Ministral 3B / 8B
Last reviewed
Jun 8, 2026
Sources
5 citations
Review status
Source-backed
Revision
v1 · 1,473 words
Improve this article
Add missing citations, update stale details, or suggest a clearer explanation.
Last reviewed
Jun 8, 2026
Sources
5 citations
Review status
Source-backed
Revision
v1 · 1,473 words
Add missing citations, update stale details, or suggest a clearer explanation.
Ministral is a family of two small language models released by the French artificial intelligence company Mistral AI on October 16, 2024. Marketed under the wordplay name "les Ministraux," the family consists of Ministral 3B and Ministral 8B, named for their approximately 3 billion and 8 billion parameters. The release marked the first anniversary of Mistral 7B, the model that established Mistral AI as a leading open-weight developer. Both Ministral models target on-device and edge AI use cases, including local inference, privacy-sensitive applications, low-latency assistants, and lightweight agentic sub-tasks such as function calling within larger pipelines.[1][2]

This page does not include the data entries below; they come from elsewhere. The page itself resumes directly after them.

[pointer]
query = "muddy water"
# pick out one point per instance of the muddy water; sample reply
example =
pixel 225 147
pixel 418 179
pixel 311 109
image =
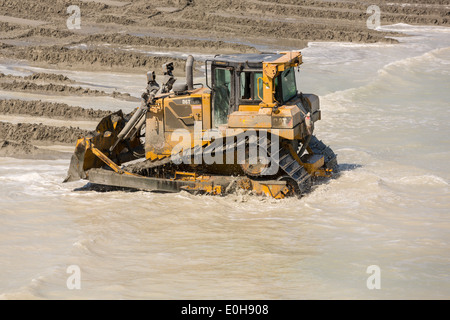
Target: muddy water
pixel 385 112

The Ministral models occupy the smallest tier of Mistral AI's lineup, sitting below mid-sized and frontier models such as Mistral NeMo and Mistral Large. Mistral positioned the pair for what it described as a growing demand for "local, privacy-first inference for critical applications," citing examples such as on-device translation, internet-less smart assistants, local analytics, and autonomous robotics.[1] Beyond standalone deployment, Mistral promoted the models as efficient intermediaries inside agentic workflows, where a small model can perform input parsing, task routing, and API function-calling at low latency and cost before handing more demanding work to a larger model.[1]
Both models support a context window of up to 128,000 tokens, although the inference framework vLLM supported 32,000 tokens at launch.[1] Mistral released the family with benchmark claims asserting state-of-the-art performance in the sub-10-billion-parameter category, though some independent evaluations later tempered those claims (see Architecture and benchmarks).[3]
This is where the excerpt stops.